Le jour, qui vint éclairer l’appartement du sultan des Indes, imposa silence à Scheherazade en cet endroit. Mais cette histoire faisoit trop de plaisir à Schahriar, pour qu’il n’en voulût pas entendre la suite le lendemain. Ce prince se leva dans cette résolution.

LXIIe NUIT.

Dinarzade, qui ne souhaitoit pas moins ardemment que Schahriar d’apprendre quelles merveilles pouvoient être renfermées sous la clef de la centième porte, appela la sultane de très-bonne heure, en la sollicitant d’achever la surprenante histoire du troisième Calender. Il la continua de cette sorte, dit Sheherazade :

» J’étois au Quarantième jour depuis le départ des charmantes princesses. Si j’avois pu ce jour-là conserver sur moi le pouvoir que je devois avoir, je serois aujourd’hui le plus heureux de tous les hommes, au lieu que j’en suis le plus malheureux. Elles devoient arriver le lendemain, et le plaisir de les revoir devoit servir de frein à ma curiosité ; mais par une foiblesse dont je ne cesserai jamais de me repentir, je succombai à la tentation du démon, qui ne me donna point de repos que je ne me fusse livré moi-même à la peine que j’ai éprouvée.

» J’ouvris la porte fatale que j’avois promis de ne pas ouvrir. Je n’eus pas avancé le pied pour entrer, qu’une odeur assez agréable, mais contraire à mon tempérament, me fit tomber évanoui. Néanmoins je revins à moi ; et au lieu de profiter de cet avertissement, de refermer la porte et de perdre pour jamais l’envie de satisfaire ma curiosité, j’entrai. Après avoir attendu quelque temps que le grand air eût modéré cette odeur, je n’en fus plus incommodé.

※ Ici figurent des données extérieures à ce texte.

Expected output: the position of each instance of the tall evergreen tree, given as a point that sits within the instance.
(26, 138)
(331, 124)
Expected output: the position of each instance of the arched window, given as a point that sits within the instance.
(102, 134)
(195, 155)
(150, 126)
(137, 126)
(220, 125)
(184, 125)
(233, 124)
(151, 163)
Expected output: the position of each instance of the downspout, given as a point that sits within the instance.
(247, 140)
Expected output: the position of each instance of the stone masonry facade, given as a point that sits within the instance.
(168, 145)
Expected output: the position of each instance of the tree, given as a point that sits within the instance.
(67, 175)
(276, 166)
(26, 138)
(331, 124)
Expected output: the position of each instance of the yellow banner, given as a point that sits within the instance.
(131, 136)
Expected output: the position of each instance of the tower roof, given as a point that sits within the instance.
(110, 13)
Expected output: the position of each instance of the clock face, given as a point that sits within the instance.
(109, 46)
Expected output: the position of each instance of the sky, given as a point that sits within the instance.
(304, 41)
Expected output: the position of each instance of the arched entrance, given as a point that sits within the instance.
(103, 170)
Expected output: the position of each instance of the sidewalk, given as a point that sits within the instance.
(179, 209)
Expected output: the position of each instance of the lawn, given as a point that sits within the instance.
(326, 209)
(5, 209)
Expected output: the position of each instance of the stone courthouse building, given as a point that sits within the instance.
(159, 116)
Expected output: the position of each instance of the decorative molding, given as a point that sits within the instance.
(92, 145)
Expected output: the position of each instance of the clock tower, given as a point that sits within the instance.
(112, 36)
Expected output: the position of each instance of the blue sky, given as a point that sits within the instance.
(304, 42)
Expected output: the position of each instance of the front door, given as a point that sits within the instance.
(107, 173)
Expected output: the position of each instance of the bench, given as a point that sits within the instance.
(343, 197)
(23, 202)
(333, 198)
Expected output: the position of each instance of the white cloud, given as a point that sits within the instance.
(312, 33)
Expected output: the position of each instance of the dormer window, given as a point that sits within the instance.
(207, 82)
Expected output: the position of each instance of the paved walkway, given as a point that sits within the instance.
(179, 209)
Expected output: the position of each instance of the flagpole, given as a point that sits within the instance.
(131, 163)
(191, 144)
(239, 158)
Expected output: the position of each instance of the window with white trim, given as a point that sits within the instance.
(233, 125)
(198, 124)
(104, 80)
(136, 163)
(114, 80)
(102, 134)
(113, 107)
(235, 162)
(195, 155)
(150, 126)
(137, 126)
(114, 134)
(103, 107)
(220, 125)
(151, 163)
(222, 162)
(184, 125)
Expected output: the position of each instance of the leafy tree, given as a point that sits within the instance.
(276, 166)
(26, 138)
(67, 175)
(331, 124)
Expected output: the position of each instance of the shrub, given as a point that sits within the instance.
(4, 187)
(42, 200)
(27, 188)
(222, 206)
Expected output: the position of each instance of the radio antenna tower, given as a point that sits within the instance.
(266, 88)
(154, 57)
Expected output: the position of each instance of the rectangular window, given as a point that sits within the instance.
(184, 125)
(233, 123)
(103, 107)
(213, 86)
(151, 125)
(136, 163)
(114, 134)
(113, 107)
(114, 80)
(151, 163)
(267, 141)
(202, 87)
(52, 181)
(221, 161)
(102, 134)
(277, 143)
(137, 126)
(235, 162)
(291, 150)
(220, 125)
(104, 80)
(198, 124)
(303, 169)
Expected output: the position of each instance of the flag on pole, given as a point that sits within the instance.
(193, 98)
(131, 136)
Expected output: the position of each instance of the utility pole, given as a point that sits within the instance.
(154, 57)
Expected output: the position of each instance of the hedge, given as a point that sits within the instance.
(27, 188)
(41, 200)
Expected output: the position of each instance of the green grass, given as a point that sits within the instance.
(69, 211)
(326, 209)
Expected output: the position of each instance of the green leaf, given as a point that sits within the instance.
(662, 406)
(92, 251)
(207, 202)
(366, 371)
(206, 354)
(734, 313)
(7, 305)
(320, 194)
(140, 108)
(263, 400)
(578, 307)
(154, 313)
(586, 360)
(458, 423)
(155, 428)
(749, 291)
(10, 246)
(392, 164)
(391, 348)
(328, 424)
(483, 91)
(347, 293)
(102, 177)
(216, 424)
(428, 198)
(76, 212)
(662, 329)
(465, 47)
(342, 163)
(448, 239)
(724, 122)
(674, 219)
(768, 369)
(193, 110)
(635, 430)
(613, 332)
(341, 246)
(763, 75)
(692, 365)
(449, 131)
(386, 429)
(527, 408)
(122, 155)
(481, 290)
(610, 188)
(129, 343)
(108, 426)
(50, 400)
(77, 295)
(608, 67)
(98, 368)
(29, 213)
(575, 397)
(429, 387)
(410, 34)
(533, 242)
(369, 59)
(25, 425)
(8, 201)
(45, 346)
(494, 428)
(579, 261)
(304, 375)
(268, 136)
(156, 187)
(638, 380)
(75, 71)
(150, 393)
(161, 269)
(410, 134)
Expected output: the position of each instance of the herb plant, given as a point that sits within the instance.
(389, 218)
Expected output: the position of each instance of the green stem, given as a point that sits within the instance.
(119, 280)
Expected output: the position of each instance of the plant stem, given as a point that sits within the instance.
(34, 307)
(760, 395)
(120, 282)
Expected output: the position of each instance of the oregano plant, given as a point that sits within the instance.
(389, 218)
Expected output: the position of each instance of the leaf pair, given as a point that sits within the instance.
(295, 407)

» Je trouvai un lieu vaste, bien voûté, et dont le pavé étoit parsemé de safran. Plusieurs flambeaux d’or massif, avec des bougies allumées qui rendoient l’odeur d’aloës et d’ambre-gris, y servoient de lumière ; et cette illumination étoit encore augmentée par des lampes d’or et d’argent, remplies d’une huile composée de diverses sortes d’odeur. Parmi un assez grand nombre d’objets qui attirèrent mon attention, j’aperçus un cheval noir, le plus beau et le mieux fait qu’on puisse voir au monde. Je m’approchai de lui pour le considérer de près ; je trouvai qu’il avoit une selle et une bride d’or massif, d’un ouvrage excellent ; que son auge d’un côté étoit remplie d’orge mondé et de sésame[2], et de l’autre, d’eau de rose. Je le pris par la bride, et le tirai dehors pour le voir au jour. Je le montai, et voulus le faire avancer ; mais comme il ne branloit pas je le frappai d’une houssine que j’avois ramassée dans son écurie magnifique. À peine eut-il senti le coup, qu’il se mit à hennir avec un bruit horrible ; puis étendant des ailes, dont je ne m’étois point aperçu, il s’éleva dans l’air à perte de vue. Je ne songeai plus qu’à me tenir ferme ; et malgré la frayeur dont j’étois saisi, je ne me tenois point mal. Il reprit ensuite son vol vers la terre, et se posa sur le toit en terrasse d’un château, où, sans me donner le temps de mettre pied à terre, il me secoua si violemment, qu’il me fit tomber en arrière ; et du bout de sa queue il me creva l’œil droit.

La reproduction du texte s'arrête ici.